The Board of Health accepted her retirement notice Thursday and plans to hire her successor by August.
Bock led the health district during a time in which it helped end a decades-old practice of residents discharging household waste directly into Shoshone County's Canyon Creek. That achievement resulted from from a collaborative effort involving the health district, the Idaho Department of Environmental Quality, Shoshone County commissioners and Burke Canyon residents, a health district news release said.
She also oversaw the creation of Idaho's first and only Aquifer Protection District, which was proposed in order to protect drinking water in perpetuity. Also on her watch, the Panhandle Public Health Foundation was created, now called Project Health, with former director, Kay Kindig. The foundation raises money to support programs that promote public health, the release said. This year, a benefit bike ride, called Pedalin' for Project Health, is scheduled for June 5.
Bock is a Coeur d'Alene native who earned her master's degree in nursing from Whitworth College. She joined the health district in 1986 as a home health nurse in Sandpoint.

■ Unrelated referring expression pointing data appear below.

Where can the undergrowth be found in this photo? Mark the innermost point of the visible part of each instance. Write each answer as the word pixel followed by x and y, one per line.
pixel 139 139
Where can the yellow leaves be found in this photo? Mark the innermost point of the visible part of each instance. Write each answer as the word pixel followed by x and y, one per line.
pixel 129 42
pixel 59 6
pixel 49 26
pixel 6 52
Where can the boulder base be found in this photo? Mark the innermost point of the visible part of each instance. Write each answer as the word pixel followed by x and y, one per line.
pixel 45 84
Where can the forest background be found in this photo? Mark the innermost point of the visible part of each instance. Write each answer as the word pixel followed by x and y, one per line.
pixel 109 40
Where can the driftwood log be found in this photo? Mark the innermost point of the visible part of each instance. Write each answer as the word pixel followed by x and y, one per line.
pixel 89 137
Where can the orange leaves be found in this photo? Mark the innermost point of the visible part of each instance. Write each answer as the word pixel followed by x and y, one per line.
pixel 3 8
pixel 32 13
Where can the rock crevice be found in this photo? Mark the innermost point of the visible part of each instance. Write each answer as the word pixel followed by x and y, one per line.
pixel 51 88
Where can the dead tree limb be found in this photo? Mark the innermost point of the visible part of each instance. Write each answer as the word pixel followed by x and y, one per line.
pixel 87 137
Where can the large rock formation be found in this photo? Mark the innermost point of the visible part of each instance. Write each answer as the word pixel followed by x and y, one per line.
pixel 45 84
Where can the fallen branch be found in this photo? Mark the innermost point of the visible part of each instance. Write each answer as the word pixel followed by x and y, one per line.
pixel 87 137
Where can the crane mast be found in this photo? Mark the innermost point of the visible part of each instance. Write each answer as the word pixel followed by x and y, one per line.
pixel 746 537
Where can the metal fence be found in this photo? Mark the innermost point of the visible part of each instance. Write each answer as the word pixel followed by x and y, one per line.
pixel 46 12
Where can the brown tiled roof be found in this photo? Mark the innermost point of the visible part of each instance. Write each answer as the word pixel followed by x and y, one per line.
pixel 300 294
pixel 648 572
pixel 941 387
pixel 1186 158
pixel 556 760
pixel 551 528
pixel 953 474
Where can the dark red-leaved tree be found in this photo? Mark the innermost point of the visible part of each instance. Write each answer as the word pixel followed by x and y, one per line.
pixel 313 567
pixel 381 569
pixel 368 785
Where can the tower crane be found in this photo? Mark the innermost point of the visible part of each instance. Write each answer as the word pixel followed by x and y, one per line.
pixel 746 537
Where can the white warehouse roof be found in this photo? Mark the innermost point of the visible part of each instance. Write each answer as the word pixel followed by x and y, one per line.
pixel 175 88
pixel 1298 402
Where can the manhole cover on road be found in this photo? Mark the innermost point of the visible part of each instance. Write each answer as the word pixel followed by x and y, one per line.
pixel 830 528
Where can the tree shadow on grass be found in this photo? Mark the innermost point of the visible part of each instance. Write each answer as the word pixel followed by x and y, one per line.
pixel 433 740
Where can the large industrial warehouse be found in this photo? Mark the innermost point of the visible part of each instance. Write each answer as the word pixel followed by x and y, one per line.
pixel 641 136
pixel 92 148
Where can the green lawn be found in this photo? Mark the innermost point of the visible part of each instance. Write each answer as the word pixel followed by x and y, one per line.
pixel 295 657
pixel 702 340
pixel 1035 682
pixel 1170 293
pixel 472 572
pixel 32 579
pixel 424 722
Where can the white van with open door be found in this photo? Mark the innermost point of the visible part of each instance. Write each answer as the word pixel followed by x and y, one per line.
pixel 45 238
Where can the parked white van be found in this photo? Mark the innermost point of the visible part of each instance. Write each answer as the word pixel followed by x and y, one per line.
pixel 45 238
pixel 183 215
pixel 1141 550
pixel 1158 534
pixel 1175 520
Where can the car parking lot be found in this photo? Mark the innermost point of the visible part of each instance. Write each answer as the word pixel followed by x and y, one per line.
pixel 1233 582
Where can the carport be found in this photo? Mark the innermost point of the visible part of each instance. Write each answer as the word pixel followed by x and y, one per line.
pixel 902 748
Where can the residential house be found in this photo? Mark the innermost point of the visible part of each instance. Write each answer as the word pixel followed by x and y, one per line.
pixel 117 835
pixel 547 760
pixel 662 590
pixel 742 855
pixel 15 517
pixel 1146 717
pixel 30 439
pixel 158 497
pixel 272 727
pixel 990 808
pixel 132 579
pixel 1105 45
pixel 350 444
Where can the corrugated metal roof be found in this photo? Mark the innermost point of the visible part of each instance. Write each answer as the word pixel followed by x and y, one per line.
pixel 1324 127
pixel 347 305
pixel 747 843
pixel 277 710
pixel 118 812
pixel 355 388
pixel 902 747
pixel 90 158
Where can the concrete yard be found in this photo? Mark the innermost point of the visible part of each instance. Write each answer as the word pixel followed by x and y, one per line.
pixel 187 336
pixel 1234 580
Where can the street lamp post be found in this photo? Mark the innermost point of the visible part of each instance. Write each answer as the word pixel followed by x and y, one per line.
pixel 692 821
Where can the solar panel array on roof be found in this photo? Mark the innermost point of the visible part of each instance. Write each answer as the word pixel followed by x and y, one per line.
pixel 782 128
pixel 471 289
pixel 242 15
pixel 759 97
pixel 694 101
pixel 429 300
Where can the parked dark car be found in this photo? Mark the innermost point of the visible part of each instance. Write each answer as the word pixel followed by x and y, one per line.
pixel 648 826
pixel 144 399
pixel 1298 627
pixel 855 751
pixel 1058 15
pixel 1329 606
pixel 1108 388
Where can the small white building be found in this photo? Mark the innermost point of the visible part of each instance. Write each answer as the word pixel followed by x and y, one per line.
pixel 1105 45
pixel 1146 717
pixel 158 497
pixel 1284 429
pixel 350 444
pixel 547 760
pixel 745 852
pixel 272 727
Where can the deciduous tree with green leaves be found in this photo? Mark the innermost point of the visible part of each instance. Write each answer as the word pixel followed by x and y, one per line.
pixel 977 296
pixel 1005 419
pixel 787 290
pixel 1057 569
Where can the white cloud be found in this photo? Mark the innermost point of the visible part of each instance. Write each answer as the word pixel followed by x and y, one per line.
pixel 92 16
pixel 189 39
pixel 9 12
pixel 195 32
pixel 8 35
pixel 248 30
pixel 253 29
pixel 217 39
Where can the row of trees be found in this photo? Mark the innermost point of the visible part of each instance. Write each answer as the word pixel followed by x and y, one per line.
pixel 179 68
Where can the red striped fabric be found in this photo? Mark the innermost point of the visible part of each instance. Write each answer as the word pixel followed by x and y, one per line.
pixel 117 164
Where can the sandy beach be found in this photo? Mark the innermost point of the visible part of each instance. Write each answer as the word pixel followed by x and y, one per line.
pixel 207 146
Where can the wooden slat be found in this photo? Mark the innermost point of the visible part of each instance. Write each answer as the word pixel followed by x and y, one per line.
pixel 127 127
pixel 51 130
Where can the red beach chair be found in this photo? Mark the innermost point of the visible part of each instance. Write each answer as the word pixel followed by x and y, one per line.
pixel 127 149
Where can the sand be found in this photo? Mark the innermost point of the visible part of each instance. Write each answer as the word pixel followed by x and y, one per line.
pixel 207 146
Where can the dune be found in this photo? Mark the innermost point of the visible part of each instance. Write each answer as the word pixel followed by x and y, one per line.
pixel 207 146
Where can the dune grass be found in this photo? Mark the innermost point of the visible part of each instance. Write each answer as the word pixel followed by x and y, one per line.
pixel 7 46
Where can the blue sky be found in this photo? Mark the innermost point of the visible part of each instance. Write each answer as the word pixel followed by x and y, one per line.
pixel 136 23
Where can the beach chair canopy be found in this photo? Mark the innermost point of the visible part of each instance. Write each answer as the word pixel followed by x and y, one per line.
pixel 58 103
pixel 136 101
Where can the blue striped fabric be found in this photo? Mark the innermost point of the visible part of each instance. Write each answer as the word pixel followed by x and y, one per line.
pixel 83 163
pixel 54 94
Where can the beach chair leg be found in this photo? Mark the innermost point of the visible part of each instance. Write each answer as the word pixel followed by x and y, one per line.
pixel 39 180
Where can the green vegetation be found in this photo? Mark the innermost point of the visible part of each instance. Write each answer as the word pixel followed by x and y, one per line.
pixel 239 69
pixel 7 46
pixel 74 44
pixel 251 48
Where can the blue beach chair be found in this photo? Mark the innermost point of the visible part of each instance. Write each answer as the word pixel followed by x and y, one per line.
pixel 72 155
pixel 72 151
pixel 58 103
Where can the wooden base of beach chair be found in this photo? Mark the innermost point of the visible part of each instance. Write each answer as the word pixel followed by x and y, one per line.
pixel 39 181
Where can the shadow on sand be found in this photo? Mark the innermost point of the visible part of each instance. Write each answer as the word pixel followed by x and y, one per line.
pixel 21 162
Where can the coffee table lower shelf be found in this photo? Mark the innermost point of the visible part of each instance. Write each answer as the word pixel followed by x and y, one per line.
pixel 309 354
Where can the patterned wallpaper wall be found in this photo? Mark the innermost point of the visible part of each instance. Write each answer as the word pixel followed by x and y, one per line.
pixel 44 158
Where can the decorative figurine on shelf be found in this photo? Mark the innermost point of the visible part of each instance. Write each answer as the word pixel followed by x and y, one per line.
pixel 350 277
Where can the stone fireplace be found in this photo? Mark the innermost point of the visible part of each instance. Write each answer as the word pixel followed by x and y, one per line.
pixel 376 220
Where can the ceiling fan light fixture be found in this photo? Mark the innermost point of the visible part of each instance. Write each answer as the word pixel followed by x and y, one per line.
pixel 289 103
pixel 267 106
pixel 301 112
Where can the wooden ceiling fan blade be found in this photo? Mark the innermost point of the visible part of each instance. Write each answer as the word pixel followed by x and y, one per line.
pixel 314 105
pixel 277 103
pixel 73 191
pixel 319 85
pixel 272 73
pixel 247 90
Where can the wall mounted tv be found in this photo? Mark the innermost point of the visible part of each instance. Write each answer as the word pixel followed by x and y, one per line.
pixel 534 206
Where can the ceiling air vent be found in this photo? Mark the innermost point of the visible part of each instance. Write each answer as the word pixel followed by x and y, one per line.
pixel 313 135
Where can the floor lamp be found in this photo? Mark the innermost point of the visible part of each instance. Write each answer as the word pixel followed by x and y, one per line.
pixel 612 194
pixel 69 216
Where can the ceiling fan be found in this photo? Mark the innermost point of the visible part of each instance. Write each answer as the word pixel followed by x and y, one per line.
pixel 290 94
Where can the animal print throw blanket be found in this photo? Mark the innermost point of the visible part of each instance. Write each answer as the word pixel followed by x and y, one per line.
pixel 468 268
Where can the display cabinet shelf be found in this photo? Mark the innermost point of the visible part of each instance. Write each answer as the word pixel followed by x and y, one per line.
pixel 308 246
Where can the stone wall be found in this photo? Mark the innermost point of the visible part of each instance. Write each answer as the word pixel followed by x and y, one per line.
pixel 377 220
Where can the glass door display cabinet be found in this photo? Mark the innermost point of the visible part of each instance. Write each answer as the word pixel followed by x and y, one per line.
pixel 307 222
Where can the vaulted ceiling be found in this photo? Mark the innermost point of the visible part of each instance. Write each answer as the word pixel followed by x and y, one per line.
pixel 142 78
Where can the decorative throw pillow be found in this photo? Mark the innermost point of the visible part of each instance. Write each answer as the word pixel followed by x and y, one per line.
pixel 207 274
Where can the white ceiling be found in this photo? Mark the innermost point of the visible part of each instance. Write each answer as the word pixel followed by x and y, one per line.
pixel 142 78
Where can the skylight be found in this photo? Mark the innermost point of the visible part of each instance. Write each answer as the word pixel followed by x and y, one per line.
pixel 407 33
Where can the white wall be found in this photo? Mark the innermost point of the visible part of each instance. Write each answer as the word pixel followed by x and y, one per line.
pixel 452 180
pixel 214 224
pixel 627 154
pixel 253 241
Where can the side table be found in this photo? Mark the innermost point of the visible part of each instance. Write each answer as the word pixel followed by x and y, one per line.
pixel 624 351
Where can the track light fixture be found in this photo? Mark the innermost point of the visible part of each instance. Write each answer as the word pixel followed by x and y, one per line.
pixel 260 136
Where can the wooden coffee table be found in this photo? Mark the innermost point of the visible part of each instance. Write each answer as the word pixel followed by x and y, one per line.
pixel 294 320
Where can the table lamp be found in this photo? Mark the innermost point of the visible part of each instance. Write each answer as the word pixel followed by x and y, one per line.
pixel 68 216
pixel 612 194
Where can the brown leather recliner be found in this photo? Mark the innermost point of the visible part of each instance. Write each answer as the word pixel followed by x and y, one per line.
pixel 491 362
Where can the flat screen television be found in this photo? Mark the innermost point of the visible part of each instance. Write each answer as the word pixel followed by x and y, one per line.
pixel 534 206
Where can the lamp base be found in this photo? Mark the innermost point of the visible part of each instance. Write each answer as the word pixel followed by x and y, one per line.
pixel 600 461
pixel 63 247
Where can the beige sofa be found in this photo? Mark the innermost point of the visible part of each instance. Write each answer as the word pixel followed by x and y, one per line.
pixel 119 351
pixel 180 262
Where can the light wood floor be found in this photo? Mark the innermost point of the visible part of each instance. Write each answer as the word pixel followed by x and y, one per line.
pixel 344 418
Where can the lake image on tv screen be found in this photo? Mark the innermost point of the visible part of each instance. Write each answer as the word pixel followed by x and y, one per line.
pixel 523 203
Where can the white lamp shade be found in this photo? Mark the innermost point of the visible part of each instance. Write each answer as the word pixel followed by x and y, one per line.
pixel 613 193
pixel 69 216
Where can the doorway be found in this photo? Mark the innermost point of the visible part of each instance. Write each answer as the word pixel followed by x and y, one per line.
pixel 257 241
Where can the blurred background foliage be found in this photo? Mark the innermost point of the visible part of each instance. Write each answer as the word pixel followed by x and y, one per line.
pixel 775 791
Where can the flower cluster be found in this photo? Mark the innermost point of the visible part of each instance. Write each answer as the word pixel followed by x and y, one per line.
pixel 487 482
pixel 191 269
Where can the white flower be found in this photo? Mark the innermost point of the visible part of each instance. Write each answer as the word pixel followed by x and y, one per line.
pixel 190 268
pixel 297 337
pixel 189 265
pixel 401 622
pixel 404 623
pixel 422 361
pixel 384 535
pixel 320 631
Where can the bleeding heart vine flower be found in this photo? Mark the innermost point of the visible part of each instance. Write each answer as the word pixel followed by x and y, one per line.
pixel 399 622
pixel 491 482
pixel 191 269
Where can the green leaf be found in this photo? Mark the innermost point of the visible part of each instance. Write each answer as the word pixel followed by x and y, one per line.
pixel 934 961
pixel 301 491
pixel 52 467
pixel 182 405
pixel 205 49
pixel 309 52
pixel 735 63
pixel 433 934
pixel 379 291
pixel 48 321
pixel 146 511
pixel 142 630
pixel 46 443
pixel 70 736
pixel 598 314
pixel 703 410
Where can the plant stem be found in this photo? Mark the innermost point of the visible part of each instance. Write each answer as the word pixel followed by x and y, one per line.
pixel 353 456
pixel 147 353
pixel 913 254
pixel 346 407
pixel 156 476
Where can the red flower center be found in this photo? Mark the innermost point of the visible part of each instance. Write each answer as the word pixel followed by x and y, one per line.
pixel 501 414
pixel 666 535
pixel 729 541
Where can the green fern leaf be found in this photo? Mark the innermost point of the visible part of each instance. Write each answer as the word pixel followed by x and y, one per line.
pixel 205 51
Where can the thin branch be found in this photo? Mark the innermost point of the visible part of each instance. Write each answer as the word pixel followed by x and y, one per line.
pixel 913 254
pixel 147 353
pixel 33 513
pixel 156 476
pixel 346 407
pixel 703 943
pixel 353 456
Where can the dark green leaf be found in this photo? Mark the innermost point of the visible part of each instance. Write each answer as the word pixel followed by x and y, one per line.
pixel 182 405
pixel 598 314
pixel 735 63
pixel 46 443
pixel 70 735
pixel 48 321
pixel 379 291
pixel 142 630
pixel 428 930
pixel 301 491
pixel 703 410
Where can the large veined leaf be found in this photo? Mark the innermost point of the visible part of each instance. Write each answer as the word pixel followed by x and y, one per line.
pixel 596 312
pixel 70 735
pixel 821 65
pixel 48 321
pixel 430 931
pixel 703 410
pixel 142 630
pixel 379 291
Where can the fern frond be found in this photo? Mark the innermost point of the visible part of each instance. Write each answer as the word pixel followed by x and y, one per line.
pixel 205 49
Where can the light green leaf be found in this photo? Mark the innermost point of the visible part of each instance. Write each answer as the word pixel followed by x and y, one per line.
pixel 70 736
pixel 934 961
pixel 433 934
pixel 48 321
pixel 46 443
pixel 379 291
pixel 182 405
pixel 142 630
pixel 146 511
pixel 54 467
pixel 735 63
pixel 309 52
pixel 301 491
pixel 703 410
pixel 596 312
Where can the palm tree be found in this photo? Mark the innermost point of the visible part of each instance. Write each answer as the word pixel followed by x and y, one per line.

She was honored by the state in 1996, as director of the health district's Family and Community Health Division, for her work raising immunization rates.
Bock will leave the district at the end of October.
The new director will face the challenge of preserving health district as they now exist in Idaho, said Board of Health Chairman Marlow Thompson.
“Legislators forget that other states look at Idaho’s public health district system with envy,” he said. “We need someone who understands the mission of public health, someone for the long haul with experience and a track record. A lot Jeanne has done will make it easier for her successor."